In the previousposting on this subject, we noted that despite whatever efforts had been made, St. Louis, Missouri is a city divided along economic, cultural, and racial lines, and it’s not accidental.  “There are two reasons St. Louis looks the way it does today,” noted Michael Allen, director of the Preservation Research Office. “There’s been this perpetual, successive fight of whites and middle-class people from the core of the city, and the same relationships tended to reconstitute themselves across a wide swath of geography.”

St. Charles County, Missouri

 

The city’s tensions quickly re-emerged in North County, and the trajectory suggests they will re-emerge in St.
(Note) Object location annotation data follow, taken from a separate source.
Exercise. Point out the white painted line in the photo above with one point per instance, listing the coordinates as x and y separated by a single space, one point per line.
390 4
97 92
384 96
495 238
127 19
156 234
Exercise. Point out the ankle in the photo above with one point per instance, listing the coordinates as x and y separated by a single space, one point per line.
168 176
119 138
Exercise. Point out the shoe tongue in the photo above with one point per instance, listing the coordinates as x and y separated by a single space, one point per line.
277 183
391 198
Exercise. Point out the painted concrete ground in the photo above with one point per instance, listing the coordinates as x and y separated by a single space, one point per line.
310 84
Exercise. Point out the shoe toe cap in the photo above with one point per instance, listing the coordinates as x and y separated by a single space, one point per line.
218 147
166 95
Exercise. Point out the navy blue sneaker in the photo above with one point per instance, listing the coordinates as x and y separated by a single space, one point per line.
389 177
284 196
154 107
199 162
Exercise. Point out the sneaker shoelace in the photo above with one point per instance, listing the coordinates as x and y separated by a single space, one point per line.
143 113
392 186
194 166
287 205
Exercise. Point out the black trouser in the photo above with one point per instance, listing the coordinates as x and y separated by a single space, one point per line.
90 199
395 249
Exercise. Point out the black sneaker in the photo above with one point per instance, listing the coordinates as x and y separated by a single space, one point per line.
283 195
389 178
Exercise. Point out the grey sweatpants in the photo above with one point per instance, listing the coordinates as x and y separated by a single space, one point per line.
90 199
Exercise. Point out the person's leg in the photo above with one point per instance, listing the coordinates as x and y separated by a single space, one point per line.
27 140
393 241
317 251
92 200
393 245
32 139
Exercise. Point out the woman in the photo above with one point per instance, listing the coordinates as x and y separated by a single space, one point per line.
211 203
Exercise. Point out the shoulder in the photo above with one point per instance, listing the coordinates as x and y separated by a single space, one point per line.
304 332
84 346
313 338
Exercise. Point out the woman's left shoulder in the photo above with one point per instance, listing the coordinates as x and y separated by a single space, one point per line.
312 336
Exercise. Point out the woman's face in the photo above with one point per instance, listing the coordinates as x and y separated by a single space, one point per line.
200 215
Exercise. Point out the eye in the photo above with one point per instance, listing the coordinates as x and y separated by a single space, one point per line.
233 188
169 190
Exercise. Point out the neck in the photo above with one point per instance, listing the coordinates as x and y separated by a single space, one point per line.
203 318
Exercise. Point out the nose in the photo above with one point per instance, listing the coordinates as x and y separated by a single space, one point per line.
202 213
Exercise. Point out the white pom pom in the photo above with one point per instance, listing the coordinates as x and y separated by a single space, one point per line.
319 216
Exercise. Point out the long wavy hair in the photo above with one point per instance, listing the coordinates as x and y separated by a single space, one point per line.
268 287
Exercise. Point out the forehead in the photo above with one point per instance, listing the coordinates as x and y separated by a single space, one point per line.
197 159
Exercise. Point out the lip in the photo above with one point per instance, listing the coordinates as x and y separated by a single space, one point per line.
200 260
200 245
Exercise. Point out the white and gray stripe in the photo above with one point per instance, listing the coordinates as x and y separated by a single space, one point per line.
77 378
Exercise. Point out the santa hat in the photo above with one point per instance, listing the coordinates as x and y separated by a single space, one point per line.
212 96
Charles County, the next stopover on the flight path. The flashpoint keeps moving further from the center of the city, but it’s still the same flashpoint.

“Blacks and whites are also separated psychologically,” Allen added. “Starting in the days of slave ownership, there was always this white fear of franchise and agency. What would happen if slaves revolted? If they got the right to vote? If thousands came and took our jobs? If they lived next door? If they came to the suburbs, we built to get away from them? Or the suburbs we built to get away from those suburbs?”

Chuck Berry

 

“In reaction, St. Louis has spent enormous sums of public money to spatially reinforce human segregation patterns,” Allen said. “We tore out the core of the city around downtown, just north and south and west, and fortified downtown as an island, by removing so-called slum neighborhoods. Then we demolished vacant housing in the Ville [where rocker Chuck Berry and opera singer Grace Bumbry grew up] and other historic black neighborhoods.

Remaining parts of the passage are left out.